The aim of the study was to investigate the incidence of hepatic steatosis as a part of the extraintestinal manifestations (EIMs) in IBD patients and the related biochemical laboratory abnormalities. A total of 480 patients was studied, 160 with UC, and 160 with CD and the results were compared with those of a control group of 160 patients with irritable bowel syndrome (IBS). An abdominal ultrasound (AUS) was performed on all of them as a non-invasive method of assessing the presence and the degree of liver steatosis, in combination with the liver function tests (LFTs), lipid and glycaemic profile blood tests.

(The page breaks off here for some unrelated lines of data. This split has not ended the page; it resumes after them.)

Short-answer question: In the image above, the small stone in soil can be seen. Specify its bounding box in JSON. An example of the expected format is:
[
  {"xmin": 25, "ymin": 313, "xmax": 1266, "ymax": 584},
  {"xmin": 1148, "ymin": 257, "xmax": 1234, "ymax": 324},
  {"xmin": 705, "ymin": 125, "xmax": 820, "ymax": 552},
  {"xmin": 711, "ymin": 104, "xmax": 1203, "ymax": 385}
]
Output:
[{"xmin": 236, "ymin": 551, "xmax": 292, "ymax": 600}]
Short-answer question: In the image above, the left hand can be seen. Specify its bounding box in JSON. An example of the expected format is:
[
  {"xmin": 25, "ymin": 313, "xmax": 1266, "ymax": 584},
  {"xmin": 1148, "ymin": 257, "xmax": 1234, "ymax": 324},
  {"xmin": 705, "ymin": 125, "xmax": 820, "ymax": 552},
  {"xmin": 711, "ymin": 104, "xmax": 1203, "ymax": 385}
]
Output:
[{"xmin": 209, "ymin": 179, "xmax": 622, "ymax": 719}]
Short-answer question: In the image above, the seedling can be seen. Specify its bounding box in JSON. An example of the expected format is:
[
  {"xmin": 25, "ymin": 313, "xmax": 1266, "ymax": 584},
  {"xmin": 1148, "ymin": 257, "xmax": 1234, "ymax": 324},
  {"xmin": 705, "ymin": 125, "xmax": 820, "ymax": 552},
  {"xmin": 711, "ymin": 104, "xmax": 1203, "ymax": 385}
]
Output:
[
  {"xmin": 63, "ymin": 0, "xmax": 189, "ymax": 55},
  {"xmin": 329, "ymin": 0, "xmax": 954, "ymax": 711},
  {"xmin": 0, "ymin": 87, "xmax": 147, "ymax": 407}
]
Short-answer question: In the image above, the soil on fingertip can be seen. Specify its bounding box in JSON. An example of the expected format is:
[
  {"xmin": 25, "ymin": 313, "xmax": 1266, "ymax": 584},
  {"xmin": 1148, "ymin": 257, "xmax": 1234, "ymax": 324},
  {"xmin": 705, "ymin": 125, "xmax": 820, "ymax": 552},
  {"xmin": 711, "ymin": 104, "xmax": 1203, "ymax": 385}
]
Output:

Of all the studied IBD patients, hepatic steatosis based on AUS criteria was discovered in 59.4% with CD and in 51.9% with UC. In the control group steatosis was found in 38.8% of cases (р = 0.001). In both groups of patients predominant are those with mild steatosis: IBD group (33.43%) and IBS group (17.50%). 15.62% of IBD patients have moderate steatosis, only 5% have severe steatosis, unlike the IBS group, where 9.37% have severe steatosis. According to the severity of the disease (CDAI), we found that in patients with CD, steatosis prevailed in those with moderate disease activity (46.30%), while in patients with UC in those with severe activity (43.40%), as measured by the Mayo Scoring System. Over three-fourth (77.70%) of IBD patients with steatosis have other concomitant EIMs (р < 0.001), in CD (57.20%), and in UC (42.80%). Steatosis is frequent in the inflammatory-type behaviour of CD (51.60%) and ileocolonic localisation of CD (41.10%), and prevalent in the chronic recurrent form of UC (77.10%) and in those with pancolitis (51.80%). In patients with CD less than one-fourth (22.30%) of those with steatosis have perianal disease. There was no significant difference in steatosis grade and association between FLD and IBD behaviour and extent. In our study, we found that in IBD patients with hepatic steatosis, the presence of elevated liver enzymes, lipid and glycaemic status disorders was significantly more frequent than in the control group.


The incidence of hepatic steatosis is higher amongst IBD patients. We need further studies to determine the influence that the evolution of IBD has over the hepatic steatosis.